"The novel is an element—an important, albeit neglected, one—in the puzzle of Yiddish literature created in the pre-Holocaust decades of the 20th century. Jordan Finkin's excellent translation gives a chance to include Rashkin's literary legacy in the contemporary academic discourse."—Gennady Estraikh, clinical professor of Hebrew and Judaic Studies, New York University
"A major work capturing the penultimate hour of Polish Jewish existence. . . . It is both hilarious and gruesome. The act of translating [it] is an invaluable gift for mankind, for we are offered an inside view of a battered but still vibrant Jewish world that no one could have expected to be exterminated to its roots within three years."—Seth Wolitz, professor emeritus, Schusterman Center for Jewish Studies, University of Texas
"Captures a lost world with compassion, literary style and some humor."—Jewish Week
"The People of Godlbozhits is a vivid dissection of a fictional shtetl based on the author's hometown of Kazimierz Dolny in eastern Poland. Jordan Finkin's translation marks an enormous endeavor."—Jweekly.com
"Everyone into Yiddish needs to add this book to their list."—The Reading Life Blog
"The appearance of Rashkin's novel in translation is, accordingly, a boon for Polish-Jewish and Yiddish Studies."—The Polish Review
"The novel reads like an amalgamation of the seamy newspaper stories in Eddy Portnoy's 2017 Bad Rabbi. If you need to learn that the shtetl was not idyllic, this is the book for you. . . . English readers are lucky that Finkin has made it accessible."—Gabriella Safran, Slavic Review
First published in 1936, The People of Godlbozhits depicts the ordinary yet deeply complex life of a Jewish community, following the fortunes of one family and its many descendants. Set in a shtetl in Poland between the world wars, Rashkin’s satiric novel offers a vivid cross-section not only of the residents’ triumphs and struggles but also of their dense and complicated web of humanity.

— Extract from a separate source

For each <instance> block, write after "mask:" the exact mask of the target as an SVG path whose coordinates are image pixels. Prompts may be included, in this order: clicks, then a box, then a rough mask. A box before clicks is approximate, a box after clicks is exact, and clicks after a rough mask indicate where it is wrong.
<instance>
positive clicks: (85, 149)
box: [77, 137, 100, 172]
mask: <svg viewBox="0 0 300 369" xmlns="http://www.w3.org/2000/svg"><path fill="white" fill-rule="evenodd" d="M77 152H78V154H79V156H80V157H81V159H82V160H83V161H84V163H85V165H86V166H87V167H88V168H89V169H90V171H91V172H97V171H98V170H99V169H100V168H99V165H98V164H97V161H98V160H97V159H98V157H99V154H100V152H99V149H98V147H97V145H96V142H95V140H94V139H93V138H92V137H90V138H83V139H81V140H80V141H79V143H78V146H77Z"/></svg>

With biting humor and acerbic wit, Rashkin portrays the stratified society—the petty bourgeoisie, artisans, and proletariat—observing the crookedness at every level. The novel’s brisk and oftentimes lively Yiddish prose and its colorful and irascible cast of characters give readers a Yiddish Yoknapatawpha in all its tragic absurdity.
Leyb Rashkin (pen name of Shol Fridman; 1903/4–1939) was born in Kazimierz Dolny, where he was the manager of a cooperative bank and of several hardware stores. The People of Godlbozhits was awarded a literary prize by the Polish Jewish PEN club.
Jordan Finkin is a librarian at the Klau Library of the Hebrew Union College in Cincinnati. He is the author of several books, including An Inch or Two of Time: Time and Space in Jewish Modernisms.